The first real-time method to capture the full global 3D skeletal pose of a human in a stable, temporally consistent manner using a single RGB camera. Our method combines a new convolutional neural network (CNN) based pose regressor with kinematic skeleton fitting. Our novel fully-convolutional pose formulation regresses 2D and 3D joint positions jointly in real time and does not require tightly cropped input frames. A real-time kinematic skeleton fitting method uses the CNN output to yield temporally stable 3D global pose reconstructions on the basis of a coherent kinematic skeleton. This makes our approach the first monocular RGB method usable in real-time applications such as 3D character control---thus far, the only monocular methods for such applications employed specialized RGB-D cameras. Our method's accuracy is quantitatively on par with the best offline 3D monocular RGB pose estimation methods. Our results are qualitatively comparable to, and sometimes better than, results from monocular RGB-D approaches, such as the Kinect. However, we show that our approach is more broadly applicable than RGB-D solutions, i.e., it works for outdoor scenes, community videos, and low quality commodity RGB cameras.

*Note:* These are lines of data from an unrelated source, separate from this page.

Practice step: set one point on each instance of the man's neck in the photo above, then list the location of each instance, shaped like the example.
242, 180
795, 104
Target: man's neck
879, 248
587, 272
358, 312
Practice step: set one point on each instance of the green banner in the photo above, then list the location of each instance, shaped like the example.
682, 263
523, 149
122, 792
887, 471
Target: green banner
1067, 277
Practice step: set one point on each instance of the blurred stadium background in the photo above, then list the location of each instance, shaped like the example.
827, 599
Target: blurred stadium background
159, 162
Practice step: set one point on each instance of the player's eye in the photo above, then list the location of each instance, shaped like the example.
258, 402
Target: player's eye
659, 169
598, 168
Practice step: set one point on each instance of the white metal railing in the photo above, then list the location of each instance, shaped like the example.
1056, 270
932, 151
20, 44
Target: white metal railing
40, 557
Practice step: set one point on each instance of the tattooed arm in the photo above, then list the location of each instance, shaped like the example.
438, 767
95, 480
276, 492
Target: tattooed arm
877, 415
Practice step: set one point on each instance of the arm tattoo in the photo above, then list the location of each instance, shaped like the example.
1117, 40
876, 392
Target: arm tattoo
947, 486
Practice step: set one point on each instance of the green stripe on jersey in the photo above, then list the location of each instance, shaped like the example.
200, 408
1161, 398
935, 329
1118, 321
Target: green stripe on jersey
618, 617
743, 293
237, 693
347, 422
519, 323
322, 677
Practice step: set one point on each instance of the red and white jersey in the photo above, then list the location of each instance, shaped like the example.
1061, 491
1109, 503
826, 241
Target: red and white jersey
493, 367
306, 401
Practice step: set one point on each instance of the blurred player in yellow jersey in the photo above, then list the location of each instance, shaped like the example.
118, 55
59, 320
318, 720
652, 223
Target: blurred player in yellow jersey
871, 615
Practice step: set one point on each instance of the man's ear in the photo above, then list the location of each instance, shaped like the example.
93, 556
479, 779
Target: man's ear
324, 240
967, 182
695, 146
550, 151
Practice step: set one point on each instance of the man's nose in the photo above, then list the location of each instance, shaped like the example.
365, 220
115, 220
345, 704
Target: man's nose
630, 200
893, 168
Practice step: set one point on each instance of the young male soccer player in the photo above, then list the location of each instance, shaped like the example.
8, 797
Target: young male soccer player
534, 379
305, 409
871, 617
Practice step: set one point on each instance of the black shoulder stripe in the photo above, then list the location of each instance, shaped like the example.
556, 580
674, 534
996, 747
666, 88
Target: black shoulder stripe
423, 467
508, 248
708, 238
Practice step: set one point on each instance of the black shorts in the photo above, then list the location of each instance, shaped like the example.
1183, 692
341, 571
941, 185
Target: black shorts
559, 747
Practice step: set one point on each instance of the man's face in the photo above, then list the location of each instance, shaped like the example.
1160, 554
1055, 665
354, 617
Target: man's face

GANerated Hands for Real-Time 3D Hand Tracking from Monocular RGB

A real-time 3D hand tracking based on a monocular RGB-only sequence. Our tracking method combines a convolutional neural network with a kinematic 3D hand model, such that it generalizes well to unseen data, is robust to occlusions and varying camera viewpoints, and leads to anatomically plausible as well as temporally smooth hand motions. For training our CNN we propose a novel approach for the synthetic generation of training data that is based on a geometrically consistent image-to-image translation network. To be more specific, we use a neural network that translates synthetic images to “real” images, such that the so-generated images follow the same statistical distribution as real-world hand images. For training this translation network we combine an adversarial loss and a cycle-consistency loss with a geometric consistency loss in order to preserve geometric properties (such as hand pose) during translation. We demonstrate that our hand tracking system outperforms the current state-of-the-art on challenging RGB-only footage.